Comprehensive Analysis of AILET 2023

Comprehensive Analysis of AILET 2023

AILET 2023 was conducted successfully today with few surprises in terms of change in pattern. While AILET 2023 was committed to its syllabus, the first thing that surprised students was merger of the English section and Logical reasoning section. Overall, the test can be considered to be moderate to difficult, thereby bringing down the cut offs. However, most students found the General knowledge and Current affairs section quite easy and doable.

There were three sections in the exam, namely English, Logical Reasoning and Current Affairs & General Knowledge. There were 50 questions from English, 70 questions from Logical reasoning and 30 Questions from General Knowledge and Current affairs.

Part I of the paper was further divided into two sections, Section A and Section B, where passages were common for English and Logical reasoning questions. Speed and accuracy were required to tackle all the sections properly as paper was a bit lengthy.

Section wise analysis

There were a total of 10 Passages in Part I of the paper and each passage had questions from English as well as Logical reasoning. There were no priniciple-fact based legal questions. However, one passage regarding jural correlatives and jural opposites was from jurisprudence. Few fact based Legal questions were also found in the General Knowledge section which had questions from Fundamental duties, EWS reservations and the number of amendments in the constitution. This was the only legal part that could be witnessed in the test and the rest of the paper was dominated by English and Logical reasoning questions.

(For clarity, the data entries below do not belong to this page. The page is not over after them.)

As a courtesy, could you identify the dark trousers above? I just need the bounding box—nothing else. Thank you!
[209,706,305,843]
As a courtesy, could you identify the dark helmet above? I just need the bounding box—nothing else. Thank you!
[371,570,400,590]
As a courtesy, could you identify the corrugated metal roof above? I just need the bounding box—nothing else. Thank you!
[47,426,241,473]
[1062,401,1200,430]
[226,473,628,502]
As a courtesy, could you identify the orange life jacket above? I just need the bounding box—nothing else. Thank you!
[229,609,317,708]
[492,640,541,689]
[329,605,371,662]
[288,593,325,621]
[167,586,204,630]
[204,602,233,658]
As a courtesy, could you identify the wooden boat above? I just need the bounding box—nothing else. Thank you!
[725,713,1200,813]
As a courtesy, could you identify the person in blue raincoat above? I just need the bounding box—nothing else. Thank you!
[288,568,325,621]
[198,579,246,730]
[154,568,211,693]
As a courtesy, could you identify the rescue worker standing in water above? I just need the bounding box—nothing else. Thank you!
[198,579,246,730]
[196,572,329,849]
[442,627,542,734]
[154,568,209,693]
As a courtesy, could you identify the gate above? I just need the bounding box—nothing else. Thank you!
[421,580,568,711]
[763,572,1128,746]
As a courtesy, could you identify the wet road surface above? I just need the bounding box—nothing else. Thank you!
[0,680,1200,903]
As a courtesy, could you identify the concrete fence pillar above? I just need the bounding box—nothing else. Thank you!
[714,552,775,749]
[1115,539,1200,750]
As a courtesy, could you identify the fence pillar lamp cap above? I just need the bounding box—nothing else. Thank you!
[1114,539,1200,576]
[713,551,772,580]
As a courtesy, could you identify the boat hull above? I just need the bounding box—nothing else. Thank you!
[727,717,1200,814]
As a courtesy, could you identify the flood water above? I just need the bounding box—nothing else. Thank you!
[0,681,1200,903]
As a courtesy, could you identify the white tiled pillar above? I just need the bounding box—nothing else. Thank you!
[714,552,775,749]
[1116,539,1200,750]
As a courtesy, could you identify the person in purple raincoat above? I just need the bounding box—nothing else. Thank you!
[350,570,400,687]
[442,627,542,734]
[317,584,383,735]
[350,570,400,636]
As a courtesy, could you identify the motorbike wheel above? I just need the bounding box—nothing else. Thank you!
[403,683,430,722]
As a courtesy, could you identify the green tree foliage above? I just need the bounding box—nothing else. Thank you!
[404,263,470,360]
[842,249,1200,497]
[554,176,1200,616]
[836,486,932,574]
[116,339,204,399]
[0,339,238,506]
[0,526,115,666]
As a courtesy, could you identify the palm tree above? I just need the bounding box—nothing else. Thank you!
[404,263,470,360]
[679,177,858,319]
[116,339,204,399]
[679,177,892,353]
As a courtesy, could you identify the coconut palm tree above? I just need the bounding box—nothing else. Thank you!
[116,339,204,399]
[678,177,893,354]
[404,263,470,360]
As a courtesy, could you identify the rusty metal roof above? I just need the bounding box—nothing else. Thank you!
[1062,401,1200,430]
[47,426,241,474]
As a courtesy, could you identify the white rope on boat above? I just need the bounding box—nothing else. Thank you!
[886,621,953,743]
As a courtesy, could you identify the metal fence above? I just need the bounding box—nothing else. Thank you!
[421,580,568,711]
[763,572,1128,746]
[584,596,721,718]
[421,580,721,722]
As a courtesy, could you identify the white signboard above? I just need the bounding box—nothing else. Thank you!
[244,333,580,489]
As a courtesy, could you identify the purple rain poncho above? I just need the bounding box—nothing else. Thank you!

The given passages were common for English as well as Logical reasoning questions with the first few questions being from English and the remaining from Logical reasoning. The passages were such that questions from both areas could be carved out. There were passages on inheritance, Grand Prix, Jurisprudence, popular topics like phishing and crypto mining, and one passage based on the TV series - House of Dragons. Blood relations and inheritance dominated the Logical reasoning questions.

At least 3 questions from the English section required students to give a suitable title to the passage while a few were on sentence completion. Having a good vocabulary would’ve proved quite useful in English section.

Unlike last year, there were no questions from traditional law topics like contract, torts or criminal law.

There were no questions on quant. However, a few questions on arrangement were present which were a bit lengthy but,nonetheless, doable.

General knowledge and current affairs gave a sigh of relief with predictable questions like Nobel Peace prize winner, Human rights day, Voters day, several questions from sports, current Election commissioner and Chairman of national human rights commission, India’s rank in global hunger index and world heritage sites in India. There were 12 static questions and 18 current affairs questions. Most of the questions from General knowledge section were from T.I.M.E material handouts and mocks and a T.I.M.E student would have sailed through them easily.

There was no requirement of knowledge of Legal concepts as such as there were only 3 fact based legal questions in General knowledge section except a passage on Jurisprudence which could be considered a bit advanced for law aspirants.

Logical reasoning and English was all about time management and basic understanding of the context.

Overall, given the difficulty of the questions and the amount of reading to be done, speed was required to attempt all the sections.

A score of around 85+ out of 150 could give a fair chance for students to get into NLU Delhi.